# Zipper 'Pull' Repair



## Maggie

DH had a zipper pull on his jeans completely fall off on one side. Is there any way to fix this zipper, or do I need to have a new zipper put in? Thanks for any help, Maggie


----------



## BusyBees2

If it's completely lost 1/2 the metal closure that closes the teeth, then you're done. You need to replace the zipper. 

If it's only lost the pull part that you hold on to, then you could put a variety of things on there to hold while he zips.


----------



## Molly Mckee

If you mean the zipper pull came off the "track" on one side, you might be able to work it back on, zip the pants and bar tack over the bottom end of the zipper above the teeth that are messed up, if that leaves enough room for him to use the jeans. If the pull came off the zipper you should be able to replace the pull with one from an old pair.


----------



## used2bcool13

I have had jeans where the "teeth" have come off one side, luckily at the bottom, and I just sewed it closed beyond that point and pulled the zipper up from that point.

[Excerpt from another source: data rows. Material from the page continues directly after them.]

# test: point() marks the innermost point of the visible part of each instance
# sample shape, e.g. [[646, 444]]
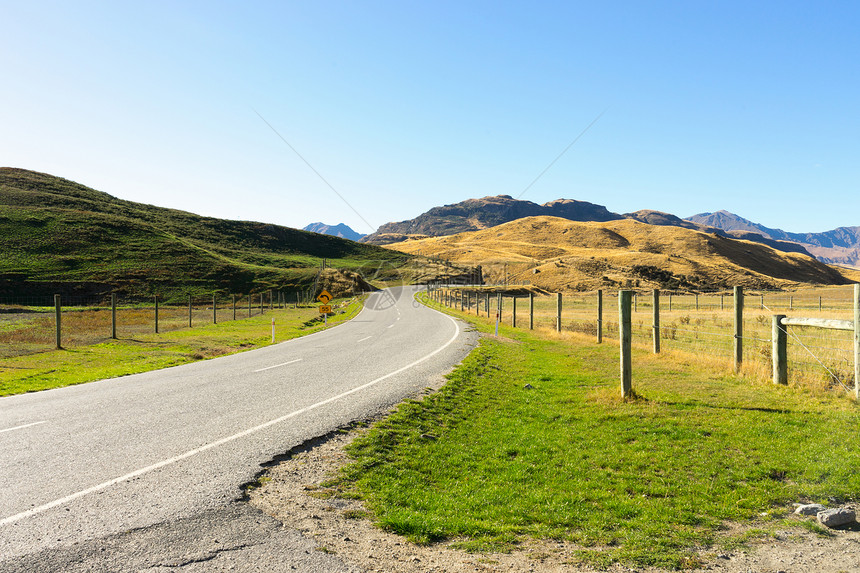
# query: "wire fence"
[[699, 324], [29, 325]]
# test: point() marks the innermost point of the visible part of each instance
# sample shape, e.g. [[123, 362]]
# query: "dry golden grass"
[[560, 255]]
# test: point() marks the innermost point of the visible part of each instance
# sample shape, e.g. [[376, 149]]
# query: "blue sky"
[[401, 106]]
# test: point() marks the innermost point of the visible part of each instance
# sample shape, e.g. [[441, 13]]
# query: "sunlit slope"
[[558, 254], [60, 236]]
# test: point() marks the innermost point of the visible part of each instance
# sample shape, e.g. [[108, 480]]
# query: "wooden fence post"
[[599, 316], [558, 313], [857, 341], [625, 298], [780, 350], [656, 325], [739, 328], [531, 311], [58, 311]]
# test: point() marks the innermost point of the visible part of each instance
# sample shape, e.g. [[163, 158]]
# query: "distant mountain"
[[839, 246], [476, 214], [556, 254], [340, 230]]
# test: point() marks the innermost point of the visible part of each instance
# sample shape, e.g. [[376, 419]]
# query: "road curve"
[[95, 461]]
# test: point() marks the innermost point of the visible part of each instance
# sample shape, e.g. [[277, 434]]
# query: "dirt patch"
[[293, 492]]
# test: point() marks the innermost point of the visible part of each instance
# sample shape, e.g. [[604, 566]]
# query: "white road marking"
[[279, 365], [222, 441], [22, 427]]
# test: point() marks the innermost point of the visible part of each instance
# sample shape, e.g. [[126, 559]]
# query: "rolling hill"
[[556, 254], [58, 236], [476, 214]]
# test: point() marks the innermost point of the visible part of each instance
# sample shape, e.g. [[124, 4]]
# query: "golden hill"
[[557, 254]]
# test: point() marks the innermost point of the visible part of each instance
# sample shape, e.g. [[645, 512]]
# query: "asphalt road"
[[143, 473]]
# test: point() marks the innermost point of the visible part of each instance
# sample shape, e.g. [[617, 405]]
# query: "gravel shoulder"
[[291, 491]]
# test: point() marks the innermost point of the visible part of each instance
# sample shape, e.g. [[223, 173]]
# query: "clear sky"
[[400, 106]]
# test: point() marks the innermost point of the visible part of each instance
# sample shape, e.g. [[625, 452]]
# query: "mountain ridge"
[[340, 230]]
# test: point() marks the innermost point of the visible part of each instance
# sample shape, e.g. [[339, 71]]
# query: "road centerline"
[[169, 461], [23, 426], [279, 365]]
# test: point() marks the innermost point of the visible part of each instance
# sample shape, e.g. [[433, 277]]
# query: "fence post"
[[531, 311], [857, 341], [780, 351], [599, 316], [625, 298], [558, 313], [58, 311], [656, 321], [739, 328]]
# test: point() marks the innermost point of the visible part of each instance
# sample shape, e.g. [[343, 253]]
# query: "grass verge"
[[530, 437], [153, 351]]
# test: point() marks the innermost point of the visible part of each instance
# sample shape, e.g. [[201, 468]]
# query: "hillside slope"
[[557, 254], [60, 236]]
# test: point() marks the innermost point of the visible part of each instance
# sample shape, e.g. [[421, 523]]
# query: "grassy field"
[[704, 325], [58, 236], [145, 352], [530, 438]]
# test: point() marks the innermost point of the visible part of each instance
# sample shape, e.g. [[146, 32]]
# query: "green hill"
[[58, 236]]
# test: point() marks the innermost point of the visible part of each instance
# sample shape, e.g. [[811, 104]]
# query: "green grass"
[[488, 461], [115, 358], [60, 236]]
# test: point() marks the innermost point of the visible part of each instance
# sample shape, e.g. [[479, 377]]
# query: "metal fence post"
[[113, 315], [780, 351], [857, 341], [58, 311], [739, 328], [531, 311], [558, 313], [656, 325], [599, 316], [625, 299]]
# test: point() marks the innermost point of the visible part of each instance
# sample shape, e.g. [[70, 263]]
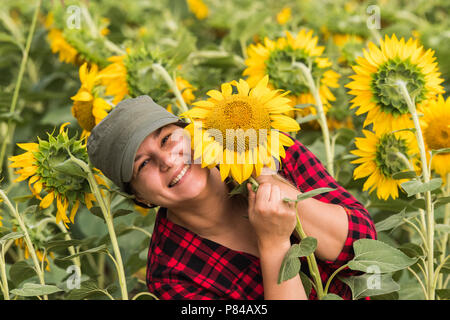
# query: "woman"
[[206, 244]]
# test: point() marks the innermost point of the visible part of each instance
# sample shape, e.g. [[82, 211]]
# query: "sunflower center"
[[387, 156], [281, 73], [55, 172], [82, 111], [437, 134], [385, 89], [240, 120]]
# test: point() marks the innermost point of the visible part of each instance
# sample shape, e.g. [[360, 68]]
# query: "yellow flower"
[[375, 83], [87, 108], [435, 125], [252, 117], [284, 15], [274, 58], [198, 8], [381, 156], [41, 165]]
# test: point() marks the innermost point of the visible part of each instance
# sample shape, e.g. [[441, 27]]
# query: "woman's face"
[[163, 172]]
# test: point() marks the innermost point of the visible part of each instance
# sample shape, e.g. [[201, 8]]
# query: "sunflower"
[[275, 58], [198, 8], [255, 112], [284, 16], [88, 108], [381, 156], [375, 83], [133, 74], [114, 78], [435, 124], [43, 164]]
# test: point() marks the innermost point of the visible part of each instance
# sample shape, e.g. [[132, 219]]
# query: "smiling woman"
[[206, 244]]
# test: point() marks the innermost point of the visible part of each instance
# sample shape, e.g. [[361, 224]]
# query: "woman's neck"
[[212, 213]]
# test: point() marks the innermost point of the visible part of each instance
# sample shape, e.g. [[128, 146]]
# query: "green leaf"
[[373, 255], [368, 285], [11, 236], [444, 294], [33, 289], [70, 168], [21, 271], [309, 117], [441, 201], [62, 244], [121, 212], [391, 222], [404, 175], [99, 249], [413, 187], [331, 296], [290, 266], [442, 228], [87, 288]]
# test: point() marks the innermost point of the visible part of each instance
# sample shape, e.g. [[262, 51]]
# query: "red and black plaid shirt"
[[183, 265]]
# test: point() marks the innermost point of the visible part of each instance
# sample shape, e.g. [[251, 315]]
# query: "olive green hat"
[[113, 143]]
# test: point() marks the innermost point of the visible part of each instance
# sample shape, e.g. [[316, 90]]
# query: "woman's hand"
[[272, 219]]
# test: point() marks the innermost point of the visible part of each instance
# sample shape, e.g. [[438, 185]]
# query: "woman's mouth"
[[180, 176]]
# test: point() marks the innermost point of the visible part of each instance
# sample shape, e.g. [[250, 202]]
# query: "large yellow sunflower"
[[275, 58], [375, 83], [40, 163], [380, 156], [88, 108], [435, 124], [239, 131]]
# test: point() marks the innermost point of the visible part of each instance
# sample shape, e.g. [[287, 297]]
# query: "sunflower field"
[[363, 84]]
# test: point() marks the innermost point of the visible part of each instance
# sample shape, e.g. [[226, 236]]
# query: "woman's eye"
[[142, 164], [165, 139]]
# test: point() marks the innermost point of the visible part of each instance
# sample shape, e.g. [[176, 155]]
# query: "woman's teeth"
[[179, 176]]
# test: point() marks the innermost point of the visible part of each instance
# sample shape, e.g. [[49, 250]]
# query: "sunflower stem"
[[158, 68], [320, 111], [445, 236], [312, 263], [109, 223], [28, 242], [311, 259], [4, 282], [426, 178], [23, 63]]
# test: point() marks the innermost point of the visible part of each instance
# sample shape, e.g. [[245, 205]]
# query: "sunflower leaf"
[[374, 255], [368, 285], [34, 289], [404, 175], [70, 168], [310, 194], [413, 187]]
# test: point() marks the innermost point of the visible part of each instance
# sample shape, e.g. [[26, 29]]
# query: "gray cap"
[[113, 143]]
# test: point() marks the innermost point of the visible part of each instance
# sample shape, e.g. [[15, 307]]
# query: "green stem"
[[332, 277], [158, 68], [4, 282], [445, 236], [321, 113], [12, 108], [28, 242], [109, 223], [312, 263], [426, 178]]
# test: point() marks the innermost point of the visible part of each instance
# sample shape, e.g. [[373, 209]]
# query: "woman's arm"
[[274, 222]]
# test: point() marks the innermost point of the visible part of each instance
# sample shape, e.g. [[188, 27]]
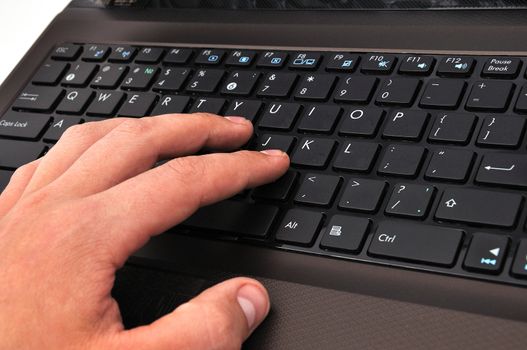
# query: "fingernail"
[[254, 303]]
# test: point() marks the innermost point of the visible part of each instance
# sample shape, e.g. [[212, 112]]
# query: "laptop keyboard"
[[405, 160]]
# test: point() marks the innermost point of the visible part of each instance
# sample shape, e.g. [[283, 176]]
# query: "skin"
[[69, 220]]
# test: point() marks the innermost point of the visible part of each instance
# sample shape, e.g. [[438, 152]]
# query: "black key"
[[317, 189], [240, 83], [502, 67], [450, 165], [456, 66], [356, 156], [244, 108], [232, 217], [75, 101], [50, 73], [490, 96], [361, 122], [208, 105], [501, 131], [378, 63], [313, 152], [280, 116], [442, 93], [315, 87], [137, 105], [277, 84], [415, 242], [408, 125], [171, 104], [453, 128], [362, 195], [105, 103], [355, 89], [401, 160], [506, 169], [486, 253], [139, 78], [205, 80], [398, 91], [479, 207], [23, 125], [410, 200], [299, 227], [320, 119], [58, 127], [25, 152], [38, 99], [171, 79]]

If the zipper "pull" came off you can re attach it with pliers or use a safety pin or just buy a new "pull".

Hope that helps.


----------



## RedDirt Cowgirl

From this excellent book -
Work the upper and lower halves of the slide apart, preferable with a pointed wire cutter (illustration shows cutter jaws at top and bottom edges of slide, close to open slide.) Make the opening just wide enough to pull the ridge (teeth) back in place, then use pliers to gently press the slide back together.
This worked for me on a brass zipper. A "pull" is that little handle you pull on to move the "slide" over the zipper teeth.
Dr. Foote headed the "mending committee" of a charity in Vermont "Repairing and preserving garments and bedding." It's a very detailed manual, the zipper section alone is 16 pages! It's in our public library.


----------



## Chixarecute

Some shoe repair shops can replace the zip mechanism (not the zipper part with teeth) Although I don't know if it would be cost effective (or possible) for a pair of jeans. I've had it done on winter jackets.


----------